Programmatic surface

ts
import {
  buildAuthUrl,
  runAuthorizationCodeFlow,
  runDeviceCodeFlow,
  refreshAccessToken,
  computeCodeChallenge,
  generateCodeVerifier,
  generateState,
  readStoredCreds,
  storeTokenSet,
  clearStoredCreds,
} from '@moxxy/plugin-oauth';

A provider plugin's auth.login typically just imports these helpers and wraps them with the provider's specific authorize URL + token URL. See packages/plugin-provider-openai-codex/src/login.ts for a worked example.

Storage

Tokens persist under oauth/<provider>/* in the vault, so subsequent sessions inherit them.

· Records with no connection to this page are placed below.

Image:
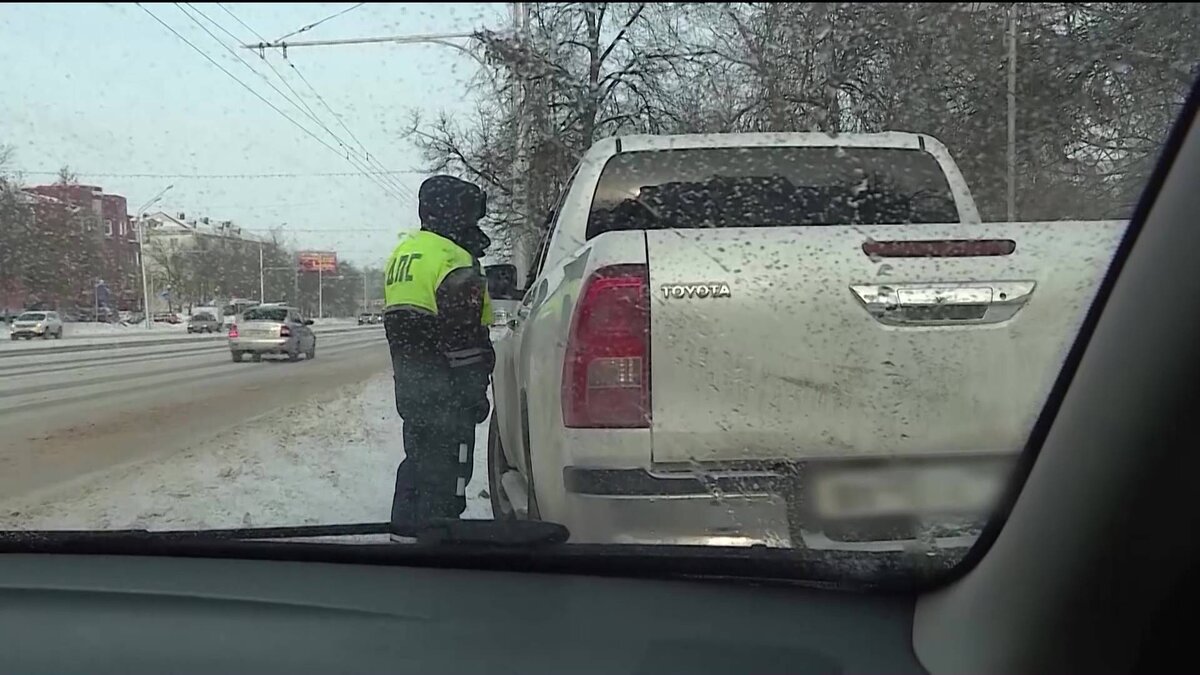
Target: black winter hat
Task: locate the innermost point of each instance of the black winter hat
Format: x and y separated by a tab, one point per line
445	199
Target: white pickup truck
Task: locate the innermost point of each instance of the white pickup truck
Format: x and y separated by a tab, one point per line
792	340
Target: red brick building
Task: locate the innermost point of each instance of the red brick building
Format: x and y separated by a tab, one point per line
118	248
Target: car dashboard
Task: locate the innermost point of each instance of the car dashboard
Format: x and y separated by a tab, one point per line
151	614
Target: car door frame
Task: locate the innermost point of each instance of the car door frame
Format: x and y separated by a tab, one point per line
515	418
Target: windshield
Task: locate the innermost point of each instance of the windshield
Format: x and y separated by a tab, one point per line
786	278
265	314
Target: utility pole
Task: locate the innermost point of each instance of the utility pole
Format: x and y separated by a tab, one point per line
142	252
1012	112
262	281
520	12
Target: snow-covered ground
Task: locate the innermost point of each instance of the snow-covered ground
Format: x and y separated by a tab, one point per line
101	329
318	463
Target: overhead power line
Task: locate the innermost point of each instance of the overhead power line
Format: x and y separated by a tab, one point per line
315	24
391	185
299	102
258	35
247	88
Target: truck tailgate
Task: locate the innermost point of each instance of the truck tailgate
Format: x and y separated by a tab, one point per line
819	348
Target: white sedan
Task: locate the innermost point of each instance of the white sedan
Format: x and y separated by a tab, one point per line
37	324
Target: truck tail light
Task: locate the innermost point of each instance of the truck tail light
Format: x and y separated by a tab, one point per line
606	371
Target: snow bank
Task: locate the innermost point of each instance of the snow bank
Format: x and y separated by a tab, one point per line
318	463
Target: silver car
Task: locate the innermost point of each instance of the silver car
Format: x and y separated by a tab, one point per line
37	324
271	329
203	322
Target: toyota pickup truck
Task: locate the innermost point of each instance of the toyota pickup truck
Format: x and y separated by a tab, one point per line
790	340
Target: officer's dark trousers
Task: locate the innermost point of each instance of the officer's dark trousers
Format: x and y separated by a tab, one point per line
439	443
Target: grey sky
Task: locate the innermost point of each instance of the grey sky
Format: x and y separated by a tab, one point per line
106	89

Refresh tokens that rotate on every refresh (single-use) require the provider's onTokensRefreshed callback to write the new bundle back before the next API call goes out.

Flows

  • Loopback (default): opens the user's browser to the authorize URL, spins up a tiny HTTP server on http://localhost:8765/callback, receives the code, exchanges it for tokens.
  • Device-code (RFC 8628): triggered by --no-browser or non-TTY stdin. Shows the user a code + verification URL; polls the token endpoint until they complete the flow on another device.

Skills

The plugin ships bundled Markdown skills that explain when to use it and walk through provider-side setup (e.g. Google Cloud Console for Workspace OAuth).